There are many arguments that the space shuttle program's side effects helped win the cold war, foster modern communications, inspire generations to study science, ...

Those are good things, without stating its known direct accomplishments.



People debate whether the Human Brain Project was a failure, despite the fact that it generated a lot of new research.

In 2025 dollars, the cost for the Human Brain Project is just under $2 billion. In 2025 dollars, the Space Shuttle total cost is $311 billion. NASA spends about $3 billion every year on the ISS - more than the entire Human Brain Project.

The problem is that people are able to look at the Human Brain Project, and say that despite important research coming out of it, it might not have been a good idea (again, this gets debated). But people act as if some research coming out of NASA's endeavors entirely justifies them. When people refuse to look at things critically, resources almost invariably end up misallocated.


I am not saying that because good things happened that there was no waste. However, to say that nothing good came from (or can come from) something and it was a waste is stating something else entirely.


Not sure whats your problem, why can't we have both?

Those are definitely not money wasted - for waste look at things in ballpark of trillions like meaningless wars for made up reasons that destabilized whole parts of world and killed millions of civilians, look at various ways ultra rich and their companies avoid paying even bare minimum taxes and contributing back to societies form which they siphoned those vast amounts of cash.

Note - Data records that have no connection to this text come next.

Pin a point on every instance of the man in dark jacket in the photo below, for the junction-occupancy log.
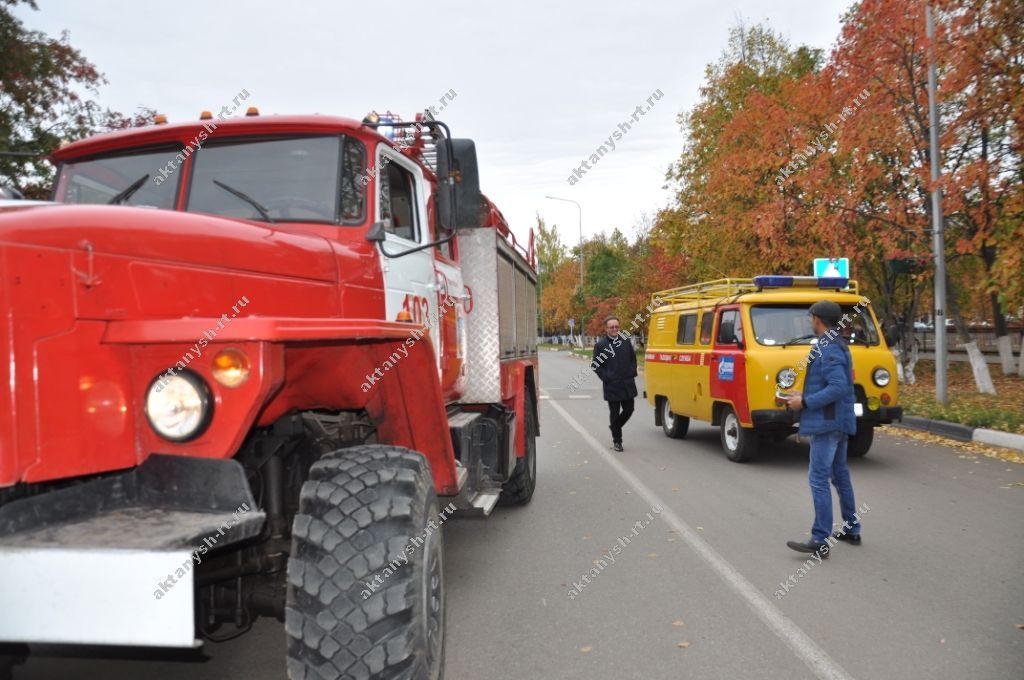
(828, 418)
(615, 364)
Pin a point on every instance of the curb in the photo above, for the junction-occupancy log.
(963, 432)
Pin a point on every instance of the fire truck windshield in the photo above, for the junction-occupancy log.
(280, 179)
(104, 179)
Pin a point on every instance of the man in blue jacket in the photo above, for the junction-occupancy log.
(615, 364)
(827, 417)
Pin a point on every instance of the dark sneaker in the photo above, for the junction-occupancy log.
(809, 547)
(852, 539)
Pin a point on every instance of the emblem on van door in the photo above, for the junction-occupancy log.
(726, 368)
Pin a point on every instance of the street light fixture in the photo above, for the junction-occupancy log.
(580, 214)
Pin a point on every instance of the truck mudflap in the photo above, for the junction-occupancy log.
(113, 560)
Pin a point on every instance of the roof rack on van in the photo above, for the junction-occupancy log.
(706, 291)
(721, 288)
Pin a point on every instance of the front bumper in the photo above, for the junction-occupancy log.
(113, 561)
(777, 418)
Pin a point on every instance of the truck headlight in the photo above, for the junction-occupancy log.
(178, 407)
(786, 378)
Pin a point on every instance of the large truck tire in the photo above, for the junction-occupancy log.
(519, 489)
(354, 609)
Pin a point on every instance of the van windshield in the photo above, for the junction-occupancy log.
(791, 325)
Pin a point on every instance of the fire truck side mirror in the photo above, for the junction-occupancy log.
(376, 231)
(460, 204)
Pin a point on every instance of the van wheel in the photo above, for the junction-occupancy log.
(860, 442)
(739, 443)
(674, 426)
(350, 612)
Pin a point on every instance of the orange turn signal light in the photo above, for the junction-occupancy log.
(230, 367)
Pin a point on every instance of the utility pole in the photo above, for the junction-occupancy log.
(938, 239)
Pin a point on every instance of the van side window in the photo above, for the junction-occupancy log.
(729, 328)
(687, 330)
(706, 324)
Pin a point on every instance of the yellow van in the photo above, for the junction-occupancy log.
(718, 351)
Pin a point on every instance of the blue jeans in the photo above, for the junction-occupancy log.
(828, 464)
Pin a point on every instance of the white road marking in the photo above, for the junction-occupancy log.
(816, 659)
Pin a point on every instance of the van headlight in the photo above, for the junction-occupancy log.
(786, 378)
(178, 407)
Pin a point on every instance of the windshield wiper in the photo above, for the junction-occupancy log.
(248, 199)
(127, 194)
(800, 339)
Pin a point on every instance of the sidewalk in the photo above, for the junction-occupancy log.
(963, 432)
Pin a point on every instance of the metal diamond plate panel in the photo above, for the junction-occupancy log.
(478, 255)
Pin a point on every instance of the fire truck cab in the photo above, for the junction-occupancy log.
(249, 362)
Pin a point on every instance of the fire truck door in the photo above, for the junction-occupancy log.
(410, 282)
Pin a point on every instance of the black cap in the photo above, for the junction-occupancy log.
(827, 311)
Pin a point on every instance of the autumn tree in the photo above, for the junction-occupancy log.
(46, 90)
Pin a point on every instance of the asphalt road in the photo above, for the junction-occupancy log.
(934, 592)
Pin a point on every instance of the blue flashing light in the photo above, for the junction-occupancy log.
(776, 281)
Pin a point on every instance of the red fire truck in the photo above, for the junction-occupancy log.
(245, 366)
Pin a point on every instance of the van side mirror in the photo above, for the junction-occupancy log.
(460, 204)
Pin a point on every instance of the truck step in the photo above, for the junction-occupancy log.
(482, 504)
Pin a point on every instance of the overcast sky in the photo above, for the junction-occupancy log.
(540, 85)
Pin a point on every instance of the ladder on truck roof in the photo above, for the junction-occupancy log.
(720, 288)
(708, 290)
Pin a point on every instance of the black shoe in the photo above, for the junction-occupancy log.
(809, 547)
(852, 539)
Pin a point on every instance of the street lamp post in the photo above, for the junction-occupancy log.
(580, 214)
(938, 240)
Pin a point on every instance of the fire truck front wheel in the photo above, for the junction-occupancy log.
(519, 489)
(366, 576)
(739, 442)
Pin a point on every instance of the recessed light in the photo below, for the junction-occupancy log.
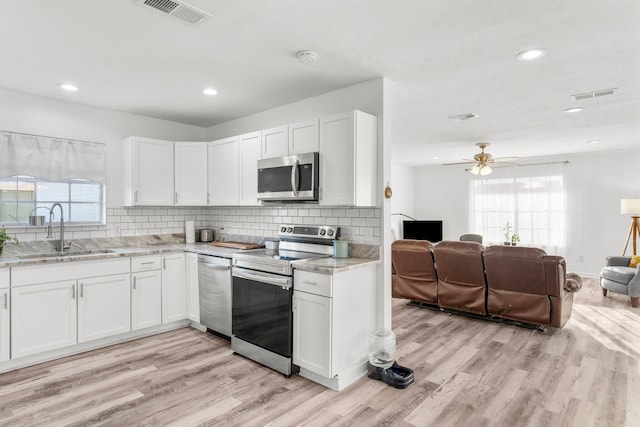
(68, 86)
(573, 109)
(306, 56)
(465, 116)
(531, 54)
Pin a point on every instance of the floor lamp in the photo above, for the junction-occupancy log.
(631, 206)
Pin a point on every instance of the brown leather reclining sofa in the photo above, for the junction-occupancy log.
(515, 283)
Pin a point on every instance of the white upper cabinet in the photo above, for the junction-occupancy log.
(275, 142)
(303, 137)
(348, 159)
(190, 173)
(149, 179)
(250, 153)
(296, 138)
(224, 171)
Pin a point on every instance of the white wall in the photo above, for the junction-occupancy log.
(595, 184)
(20, 112)
(403, 200)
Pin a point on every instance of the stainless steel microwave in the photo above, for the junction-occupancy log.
(289, 178)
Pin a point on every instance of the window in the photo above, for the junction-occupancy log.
(82, 202)
(530, 198)
(39, 171)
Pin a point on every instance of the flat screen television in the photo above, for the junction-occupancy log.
(422, 230)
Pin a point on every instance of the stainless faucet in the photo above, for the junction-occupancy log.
(61, 245)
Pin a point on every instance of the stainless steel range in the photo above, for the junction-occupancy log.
(262, 319)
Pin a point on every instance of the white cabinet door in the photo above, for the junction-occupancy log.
(104, 306)
(193, 293)
(43, 317)
(174, 289)
(152, 171)
(303, 137)
(146, 299)
(348, 159)
(312, 324)
(5, 309)
(191, 173)
(275, 142)
(250, 149)
(224, 172)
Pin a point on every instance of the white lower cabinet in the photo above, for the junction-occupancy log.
(5, 331)
(43, 317)
(174, 291)
(146, 299)
(312, 332)
(193, 292)
(333, 316)
(104, 306)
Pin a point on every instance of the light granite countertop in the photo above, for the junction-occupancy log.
(40, 252)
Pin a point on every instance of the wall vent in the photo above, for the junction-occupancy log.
(593, 95)
(179, 10)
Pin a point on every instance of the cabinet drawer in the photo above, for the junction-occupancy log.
(57, 272)
(4, 277)
(313, 283)
(146, 263)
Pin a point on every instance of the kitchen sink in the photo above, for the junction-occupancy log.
(63, 254)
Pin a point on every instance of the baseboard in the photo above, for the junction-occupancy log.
(47, 356)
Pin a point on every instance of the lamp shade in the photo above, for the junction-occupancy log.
(630, 206)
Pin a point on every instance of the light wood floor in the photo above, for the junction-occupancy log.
(468, 373)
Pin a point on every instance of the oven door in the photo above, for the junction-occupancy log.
(261, 310)
(288, 178)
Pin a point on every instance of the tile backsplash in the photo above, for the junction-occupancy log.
(358, 225)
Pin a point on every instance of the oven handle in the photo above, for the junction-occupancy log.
(270, 280)
(295, 177)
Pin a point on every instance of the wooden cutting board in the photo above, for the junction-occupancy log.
(236, 245)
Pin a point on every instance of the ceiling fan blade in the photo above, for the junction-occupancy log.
(460, 163)
(505, 159)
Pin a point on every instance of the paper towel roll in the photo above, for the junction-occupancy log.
(189, 232)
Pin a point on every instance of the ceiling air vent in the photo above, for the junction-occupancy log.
(593, 95)
(176, 9)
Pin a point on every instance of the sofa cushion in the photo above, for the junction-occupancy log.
(620, 275)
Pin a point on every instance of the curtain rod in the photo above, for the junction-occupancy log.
(52, 137)
(560, 162)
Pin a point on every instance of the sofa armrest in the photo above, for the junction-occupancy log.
(618, 261)
(573, 283)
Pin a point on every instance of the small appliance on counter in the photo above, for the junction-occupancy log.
(205, 235)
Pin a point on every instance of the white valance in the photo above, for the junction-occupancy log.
(53, 159)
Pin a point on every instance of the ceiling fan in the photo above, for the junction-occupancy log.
(482, 160)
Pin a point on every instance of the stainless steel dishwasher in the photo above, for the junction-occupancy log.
(214, 283)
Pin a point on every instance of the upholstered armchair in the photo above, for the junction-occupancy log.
(618, 277)
(413, 274)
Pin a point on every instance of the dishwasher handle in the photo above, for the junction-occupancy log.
(212, 265)
(269, 279)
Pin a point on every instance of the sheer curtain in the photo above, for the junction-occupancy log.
(530, 198)
(53, 159)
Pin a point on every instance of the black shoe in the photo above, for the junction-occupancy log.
(396, 375)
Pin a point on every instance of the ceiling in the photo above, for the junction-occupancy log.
(442, 58)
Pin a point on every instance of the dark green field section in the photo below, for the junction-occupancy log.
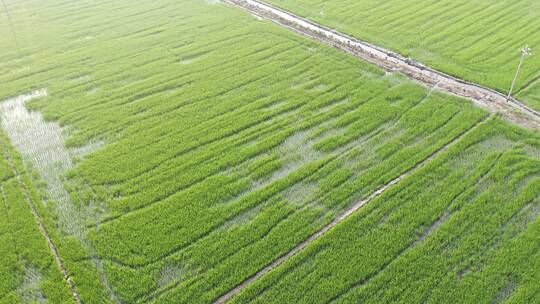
(464, 229)
(28, 272)
(477, 40)
(224, 141)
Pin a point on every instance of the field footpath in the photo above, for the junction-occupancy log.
(40, 224)
(487, 98)
(348, 212)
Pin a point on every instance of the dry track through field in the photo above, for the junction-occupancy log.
(346, 214)
(39, 222)
(487, 98)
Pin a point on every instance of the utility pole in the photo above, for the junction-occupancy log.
(525, 51)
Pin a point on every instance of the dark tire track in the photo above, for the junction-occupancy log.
(346, 214)
(487, 98)
(39, 222)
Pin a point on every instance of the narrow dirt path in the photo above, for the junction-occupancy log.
(39, 221)
(489, 99)
(345, 214)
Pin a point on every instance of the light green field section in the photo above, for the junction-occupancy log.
(28, 272)
(464, 229)
(475, 40)
(209, 142)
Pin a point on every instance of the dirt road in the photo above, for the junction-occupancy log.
(344, 215)
(489, 99)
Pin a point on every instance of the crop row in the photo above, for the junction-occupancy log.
(477, 40)
(463, 229)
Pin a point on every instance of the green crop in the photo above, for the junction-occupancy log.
(478, 40)
(207, 143)
(464, 229)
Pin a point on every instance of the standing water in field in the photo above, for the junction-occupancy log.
(41, 143)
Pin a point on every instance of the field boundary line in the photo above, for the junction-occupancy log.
(39, 222)
(347, 213)
(487, 98)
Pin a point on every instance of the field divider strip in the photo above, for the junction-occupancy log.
(40, 224)
(488, 98)
(347, 213)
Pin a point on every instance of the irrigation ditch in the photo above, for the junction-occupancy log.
(346, 214)
(512, 109)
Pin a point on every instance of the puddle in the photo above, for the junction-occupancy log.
(41, 146)
(29, 291)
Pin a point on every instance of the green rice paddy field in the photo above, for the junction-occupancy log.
(184, 145)
(476, 40)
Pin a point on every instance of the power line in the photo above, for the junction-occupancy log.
(525, 51)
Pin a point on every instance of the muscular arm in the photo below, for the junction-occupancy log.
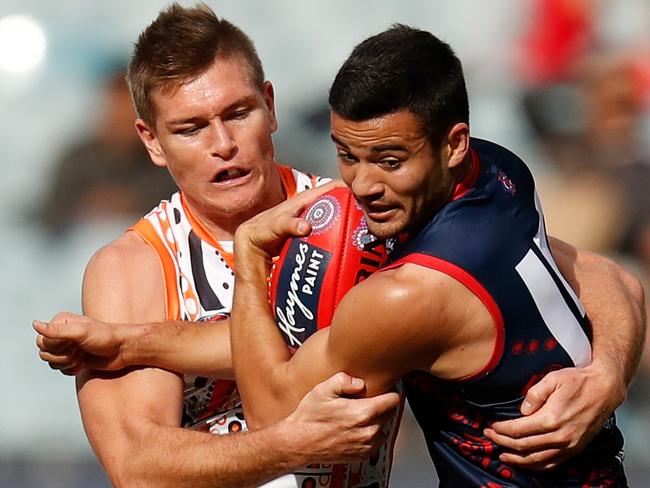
(132, 417)
(362, 339)
(568, 407)
(614, 302)
(71, 342)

These are peanuts which keep giving back to whole mankind and our future, instead of destroying it.


> Not sure whats your problem, why can't we have both?

Because resources are limited? Any money going to, say, SLS is money that can't go to another project. This would be true even if NASA's budget were 10x bigger.

I'm not sure what it is about NASA that leads people to pretending that we have infinite budgets. In just about any other area, we can have a discussion about whether or not this is a good allocation of resources (for instance, the Human Brain Project I mentioned before). But when NASA comes up, this goes out the window and we're supposed to believe projects like the SLS are tantamount to being free, and that they aren't diverting resources from other potential NASA projects.